No dia 26 de junho, as Nações Unidas lembram e homenageiam as vítimas da tortura. Por isso, Francisco, que sabe o que significa viver em um regime ditato­rial que usa a tortura para liquidar a opo­sição, decidiu abrir o debate sem ter de esperar pelo dia 26.
 
Assim, no dia 22, durante a cerimônia do Ângelus, diante de 100 mil pessoas que encheram a praça da catedral de São Pedro, em Roma, o papa afirmou: “Tor­turar as pessoas é um pecado mortal, é um pecado muito grave.

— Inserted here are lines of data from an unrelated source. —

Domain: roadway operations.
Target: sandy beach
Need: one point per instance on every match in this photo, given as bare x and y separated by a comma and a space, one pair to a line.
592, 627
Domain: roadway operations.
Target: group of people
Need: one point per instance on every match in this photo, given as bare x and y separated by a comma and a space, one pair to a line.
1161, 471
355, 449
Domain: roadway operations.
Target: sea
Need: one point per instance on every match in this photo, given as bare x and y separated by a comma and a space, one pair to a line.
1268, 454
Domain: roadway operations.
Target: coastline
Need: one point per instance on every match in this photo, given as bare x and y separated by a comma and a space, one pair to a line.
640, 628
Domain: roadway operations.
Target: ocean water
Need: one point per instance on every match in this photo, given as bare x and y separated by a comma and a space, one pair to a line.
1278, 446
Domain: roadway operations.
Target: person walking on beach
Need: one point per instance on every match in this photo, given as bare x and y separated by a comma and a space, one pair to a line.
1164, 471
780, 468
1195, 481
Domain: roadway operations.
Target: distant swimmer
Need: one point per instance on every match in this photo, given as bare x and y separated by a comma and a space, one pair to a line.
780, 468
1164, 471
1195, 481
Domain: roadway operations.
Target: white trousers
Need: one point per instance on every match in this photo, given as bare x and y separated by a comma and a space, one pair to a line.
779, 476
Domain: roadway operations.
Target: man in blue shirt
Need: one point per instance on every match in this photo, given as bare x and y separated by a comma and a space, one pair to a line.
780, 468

O dia das Na­ções Unidas em favor das vítimas da tor­tura que ocorre no próximo dia 26 não fica limitado à denúncia. 
 
A Igreja deve atuar em vez de ficar em cima do muro a olhar. Os cristãos devem se comprome­ter em colaborar para abolir a tortura e apoiar as vítimas e seus familiares”. Uma declaração que atinge o vergo­nhoso comportamento de setores da Igreja Católica que, sobretudo, na Ar­gentina, no Chile, no Uruguai, na Bolívia e no Brasil apoiaram os regimes ditato­riais mesmo sabendo que os agentes da repressão praticavam a tortura, matando e fazendo, depois, desaparecer os corpos de suas vítimas.
 
Tal homilia de Francisco não pretende questionar somente o passado. Ela atin­ge também os civilizados centros prisio­nais e as policiais europeus, dos Estados Unidos, de Israel, da Rússia, do Brasil, do México, da África do Sul e de tantos outros países, onde muitos jovens mor­rem no momento da captura ou durante os interrogatórios, vítimas de uma indis­criminada prática da tortura.
 
Neste contexto não podemos esquecer que também os regimes prisionais obses­sivos para “terroristas como os de Guan­tánamo, de Imrali, na Turquia ou de Ka­rameh, em Israel, são um instrumento de tortura que em muitos casos provocam a despersonalização dos presos e, até, a desarticulação das funções cerebrais, ali­mentando assim a síndrome do suicídio ou a loucura”.
 
Praticamente, Jorge Mario Bergoglio, mais conhecido por papa Francisco, no Ângelus do dia 22, pediu a todos os cris­tãos para que apontem o dedo não só contra os “Videlas” e os “Pinochets” de ontem. Também pediu para não ficarem calados quando nos comícios eleitorais alguém disser que a tortura é um crime contra a humanidade e, depois, ao vol­tarem para os seus ministérios, justifica­rem o uso da tortura para os policiais ob­terem uma confissão fácil.